Comment avez-vous exploité ces fiches individuelles pour créer des interactions intéressantes entre les élèves ?
Une fois les articles de blog mis en place, nous avons mis en œuvre, d’abord à mon initiative, puis avec les élèves, les choix de fiches dites « Best of » qui pouvaient servir d’exemples à la réalisation des suivantes. En effet, les critiques du fond et de la forme demandées ont été une vraie difficulté argumentative pour de nombreux élèves rencontrant des difficultés à dépasser le simple retour narratif. Ensuite, j’ai intégré à l’évaluation la contrainte de commenter les fiches de 4 camarades avec un bonus/malus sur sa propre note. Cette dimension coopérative ouverte a très bien fonctionné ; beaucoup d’élèves se montrant très lucides sur les atouts et faiblesses de travaux de leurs camardes. D’abord, cette action a été réalisée une fois la production achevée et sur la fin de l’année, les commentaires étaient produits avant la date butoir de restitution des articles sur le blog afin de pouvoir mieux aider les auteurs.
Au fil de l’année, la fiche de lecture devient plus créative, plus multimédia. La dernière fiche de lecture proposée prend même la forme de conversations en ligne : quel dispositif avez-vous adopté ici ? quels sont les intérêts de faire prendre à la fiche de lecture une telle dimension conversationnelle ?
La sixième et dernière fiche de lecture sur le roman « La peste » de CAMUS a été réalisée en temps limité afin de restituer une urgence liée aussi à la conversation. Une fois les équipes aléatoirement et les rôles affectés à chaque élève (un binôme de personnages, un journaliste, et un critique littéraire), la première étape a été la scénarisation de l’échange entre les 2 personnages et choix des éléments multimédias qui interviendront dans le dialogue. Ensuite, de manière volontairement rapide, les élèves ont mis en œuvre de la conversation pour effectuer une restitution créative de lecture dans la messagerie instantanée (BlablaCl@sse) accessible via l’ENT ECLAT-BFC.

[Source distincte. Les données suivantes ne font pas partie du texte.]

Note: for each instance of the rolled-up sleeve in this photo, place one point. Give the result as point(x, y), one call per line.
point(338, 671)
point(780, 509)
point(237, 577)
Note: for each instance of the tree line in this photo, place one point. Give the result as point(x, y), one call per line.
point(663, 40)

Les intérêts étaient nombreux, mais ceux que je visais de manière prioritaire étaient la capacité à sortir du cadre formel de la fiche de lecture scolaire, d’en garder la rigueur en termes de contenu et surtout de mobiliser des codes plus contemporains, liés à cet outil qu’ils manipulent quotidiennement, afin de rendre cette restitution de lecture plus moderne et plus convaincante.
Ce n’est pas facile d’être créatif, dites-vous, « pour un adolescent qui a été formaté par un carcan scolaire qui fait primer l’injonction d’obéissance » : quels sont selon vous les obstacles à la créativité de nos élèves ?

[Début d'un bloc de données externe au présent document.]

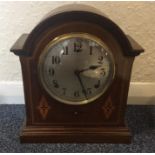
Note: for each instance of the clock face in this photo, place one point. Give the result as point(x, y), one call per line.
point(76, 68)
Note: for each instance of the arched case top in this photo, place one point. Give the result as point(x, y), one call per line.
point(25, 45)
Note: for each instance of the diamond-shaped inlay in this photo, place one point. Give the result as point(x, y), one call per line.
point(43, 108)
point(108, 108)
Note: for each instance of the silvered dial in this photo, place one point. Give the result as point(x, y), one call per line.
point(76, 68)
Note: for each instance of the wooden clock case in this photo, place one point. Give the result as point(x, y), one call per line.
point(48, 120)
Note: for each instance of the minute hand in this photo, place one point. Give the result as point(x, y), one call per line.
point(77, 73)
point(93, 67)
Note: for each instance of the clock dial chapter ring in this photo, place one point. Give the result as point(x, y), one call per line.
point(76, 68)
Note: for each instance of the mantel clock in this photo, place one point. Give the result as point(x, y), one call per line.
point(76, 66)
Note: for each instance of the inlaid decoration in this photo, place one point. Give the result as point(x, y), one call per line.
point(43, 108)
point(108, 108)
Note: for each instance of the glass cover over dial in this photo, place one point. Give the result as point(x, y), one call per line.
point(76, 68)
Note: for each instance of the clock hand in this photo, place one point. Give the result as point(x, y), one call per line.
point(92, 67)
point(77, 73)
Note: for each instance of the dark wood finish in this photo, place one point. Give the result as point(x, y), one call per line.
point(100, 121)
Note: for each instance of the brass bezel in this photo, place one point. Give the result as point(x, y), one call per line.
point(68, 36)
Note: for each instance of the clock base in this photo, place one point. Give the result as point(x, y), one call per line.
point(62, 134)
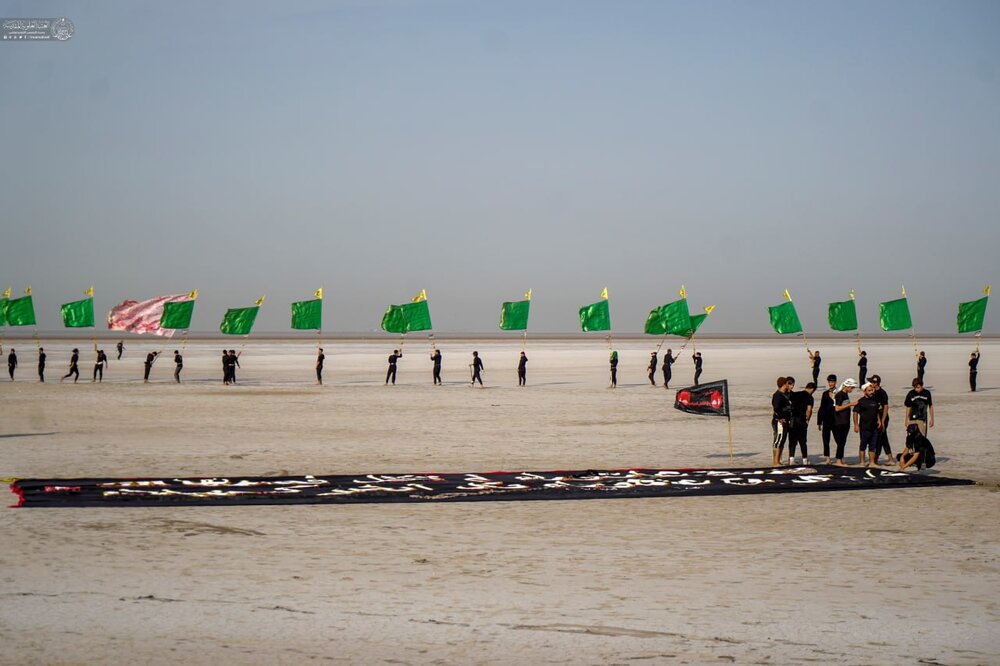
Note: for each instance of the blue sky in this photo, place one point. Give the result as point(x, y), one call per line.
point(476, 149)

Les obstacles principaux sont, selon moi, la difficulté pour un adolescent en pleine construction identitaire de sortir du modèle scolaire pour s’affirmer comme auteur. Ensuite, le peu de fréquentation des œuvres patrimoniales et le manque d’habitude d’échanges sur leurs lectures les font traiter cet exercice scolaire seulement comme un exercice scolaire et pas comme un moment d’expression véritablement personnelle. La conséquence est qu’ils veulent adapter leurs analyses, leurs réactions à ce que l’enseignant devrait vouloir lire ou entendre, et cela malgré les avertissements donnés pour dépasser ce stade. Est-ce un manque de maturité des élèves de seconde ou une carence méthodologique pour exprimer un avis personnel de manière argumentée ? Je ne sais mais le défi est grand !
A la lumière de vos expériences, quels pourraient être selon vous les leviers susceptibles de favoriser leur créativité, en particulier pour enrichir leur relation aux œuvres littéraires ?

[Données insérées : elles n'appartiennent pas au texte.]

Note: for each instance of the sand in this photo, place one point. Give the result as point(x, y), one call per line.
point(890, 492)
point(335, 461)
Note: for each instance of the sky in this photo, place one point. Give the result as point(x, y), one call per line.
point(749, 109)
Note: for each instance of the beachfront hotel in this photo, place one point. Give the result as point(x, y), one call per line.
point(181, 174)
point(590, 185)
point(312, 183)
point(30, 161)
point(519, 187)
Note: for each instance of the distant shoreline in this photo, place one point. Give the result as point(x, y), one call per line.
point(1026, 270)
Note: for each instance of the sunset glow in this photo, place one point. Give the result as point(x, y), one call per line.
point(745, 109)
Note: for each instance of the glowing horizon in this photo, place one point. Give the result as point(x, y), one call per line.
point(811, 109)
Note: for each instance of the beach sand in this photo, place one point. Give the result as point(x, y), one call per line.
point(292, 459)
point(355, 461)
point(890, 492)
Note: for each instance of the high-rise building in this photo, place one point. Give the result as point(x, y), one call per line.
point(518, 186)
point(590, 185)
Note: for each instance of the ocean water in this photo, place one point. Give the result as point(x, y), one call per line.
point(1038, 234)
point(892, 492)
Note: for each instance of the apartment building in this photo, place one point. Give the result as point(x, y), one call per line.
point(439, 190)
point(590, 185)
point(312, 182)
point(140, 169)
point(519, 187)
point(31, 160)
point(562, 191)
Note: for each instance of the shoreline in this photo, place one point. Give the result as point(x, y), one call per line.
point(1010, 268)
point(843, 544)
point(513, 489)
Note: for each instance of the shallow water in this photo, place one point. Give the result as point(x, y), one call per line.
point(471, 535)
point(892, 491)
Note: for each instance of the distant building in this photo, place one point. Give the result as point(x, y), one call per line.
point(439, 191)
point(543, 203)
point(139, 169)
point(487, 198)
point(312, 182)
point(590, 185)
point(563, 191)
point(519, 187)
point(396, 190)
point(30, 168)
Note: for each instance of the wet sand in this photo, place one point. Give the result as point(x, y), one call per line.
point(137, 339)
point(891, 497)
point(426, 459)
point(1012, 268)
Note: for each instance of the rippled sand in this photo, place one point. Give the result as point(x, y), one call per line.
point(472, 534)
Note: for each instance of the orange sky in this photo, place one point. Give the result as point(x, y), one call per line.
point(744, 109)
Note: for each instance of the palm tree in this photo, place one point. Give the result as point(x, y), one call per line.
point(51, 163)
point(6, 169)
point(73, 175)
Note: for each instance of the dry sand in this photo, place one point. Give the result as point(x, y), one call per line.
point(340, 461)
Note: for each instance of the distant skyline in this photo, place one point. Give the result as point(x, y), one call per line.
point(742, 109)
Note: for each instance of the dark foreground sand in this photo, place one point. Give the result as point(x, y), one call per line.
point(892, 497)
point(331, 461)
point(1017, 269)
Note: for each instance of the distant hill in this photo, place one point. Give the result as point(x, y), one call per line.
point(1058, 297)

Il est impératif de pratiquer les œuvres littéraires et de se les approprier en les désacralisant. Loin de vouloir détruire l’ambition du programme des œuvres à étudier au lycée, il est important d’engager les élèves dans une dynamique qui les engage dans des pratiques de lecture et de restitution à la fois utile à l’examen, mais surtout à leur développement personnel et humain. Le choix des œuvres est fondamental pour les questionner sur leur environnement, à ce titre les choix du Malade imaginaire et de La peste après ces deux années de COVID ou de romans qui questionnent des protagonistes adolescents sur le sentiment amoureux ou sur des questions de société telles que la peine de mort, ont permis une réception de cet exercice de lecture très mal perçu a priori, comme une activité qui pouvait avoir un intérêt.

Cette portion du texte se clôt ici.